Back in the present day, Mal wanders the precincts of Hell, his body engulfed in flame. Dozens of others in the same situation run around him, screaming and yelping in pain. "What is his problem?," a red-skinned, skinny, slightly reptilian demon asks a human-looking demon with two tiny black horns on his forehead.
"He's smarter than the rest. He knows that eternal punishment requires the preservation of the flesh."
"Oh no," another red demon declares, shaking his head. "You mean he's figured out that we can't really hurt him? That it's all in his heads?"
"How is that possible?," the other red demon asks. "He can feel the pain!"
"His nerves can. But his brain knows better."
"No wonder the boss wants him working with us."
"He already refused my offer," the human-looking demon reports.
"Damn. How can we change his mind without pain?"

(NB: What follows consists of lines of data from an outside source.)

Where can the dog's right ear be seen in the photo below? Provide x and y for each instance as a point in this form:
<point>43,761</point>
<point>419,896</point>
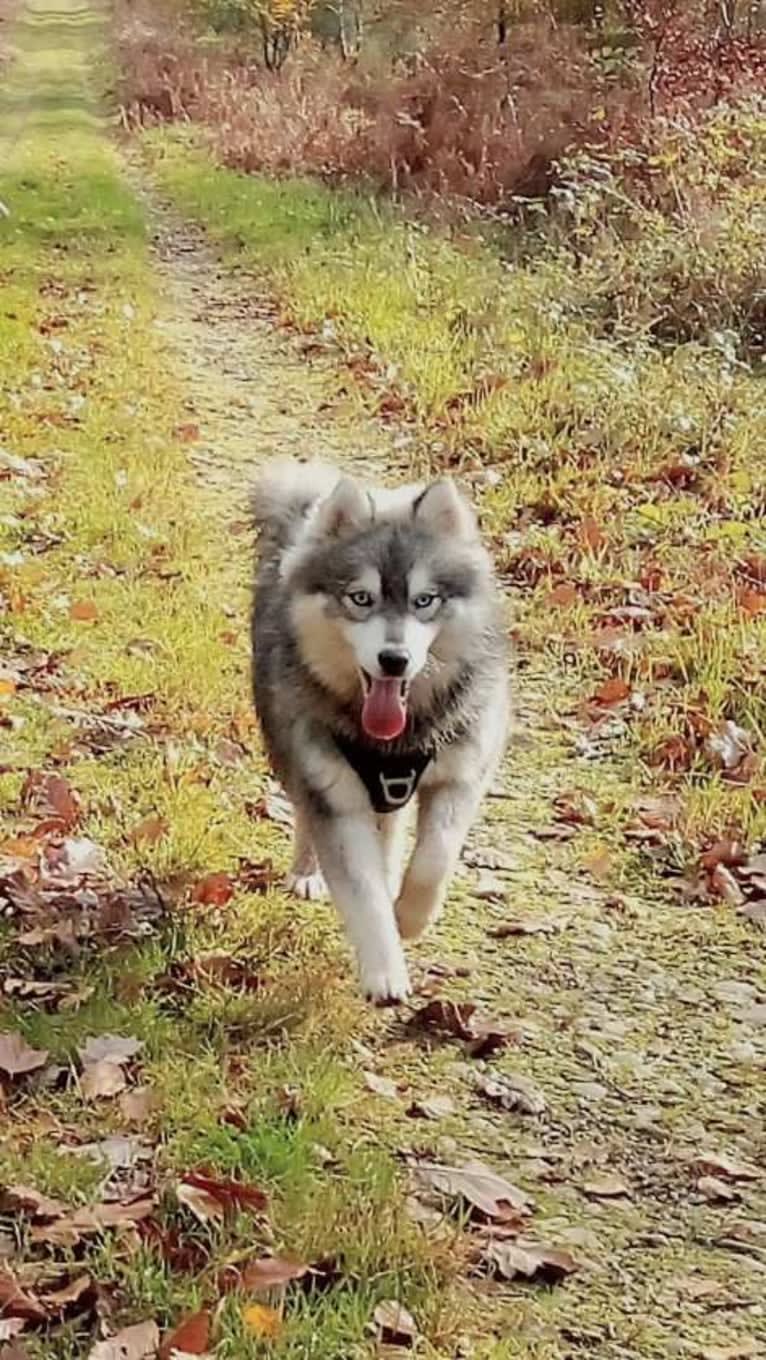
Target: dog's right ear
<point>346,510</point>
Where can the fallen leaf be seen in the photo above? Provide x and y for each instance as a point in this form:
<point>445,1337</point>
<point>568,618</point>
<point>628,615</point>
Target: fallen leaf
<point>529,1261</point>
<point>136,1106</point>
<point>83,611</point>
<point>109,1047</point>
<point>742,1349</point>
<point>270,1273</point>
<point>230,1194</point>
<point>395,1323</point>
<point>589,533</point>
<point>203,1205</point>
<point>261,1321</point>
<point>606,1187</point>
<point>215,890</point>
<point>431,1107</point>
<point>563,595</point>
<point>189,1337</point>
<point>17,1057</point>
<point>381,1085</point>
<point>716,1190</point>
<point>612,691</point>
<point>480,1187</point>
<point>15,1302</point>
<point>512,1091</point>
<point>451,1017</point>
<point>102,1080</point>
<point>138,1343</point>
<point>725,1167</point>
<point>150,828</point>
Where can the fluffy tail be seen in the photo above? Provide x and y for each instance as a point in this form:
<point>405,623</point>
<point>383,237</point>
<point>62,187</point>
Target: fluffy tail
<point>285,493</point>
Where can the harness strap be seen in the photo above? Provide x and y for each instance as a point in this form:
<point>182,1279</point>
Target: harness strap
<point>389,779</point>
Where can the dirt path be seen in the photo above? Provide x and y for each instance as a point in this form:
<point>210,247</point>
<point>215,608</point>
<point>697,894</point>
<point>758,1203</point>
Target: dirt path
<point>633,1020</point>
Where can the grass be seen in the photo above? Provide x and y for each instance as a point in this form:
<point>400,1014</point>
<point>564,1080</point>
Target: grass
<point>117,524</point>
<point>622,1012</point>
<point>606,385</point>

"There are still plenty of ways I can hurt him." The human-looking demon snaps his fingers. The flames disappear. Mal comes out of his flashback. A giant stone-skinned Beast strides towards Mal and kicks him in the chest with its right hoof. He flies thirty feet through the air before his body slams down onto the bed of hot coals that lines the floor. This Beast grabs Mal's neck with his right hand, picks him up and pummels his head three times with his left fist. Mal passes out. The Beast lets go and lets him fall to the ground. The demon joins this Beast, and tells him to drag Mal away. When he comes to, he is a dark cell six feet high, two feet wide and one foot deep, allowing for no movement. On five sides are cold brick. In front of him is a solid steel door. Sensory deprivation. Mal closes his eyes, and returns to his memories. It's a little over two hundred years after he was sired. Mal is in a palace in Thebes, waiting for the Slayer, or "Sma," as the Egyptians call them. He has heard that killing one can be quite a treat.
Connor and Dawn get to the beach as the sun is setting. "Isn't this better?," she asks him.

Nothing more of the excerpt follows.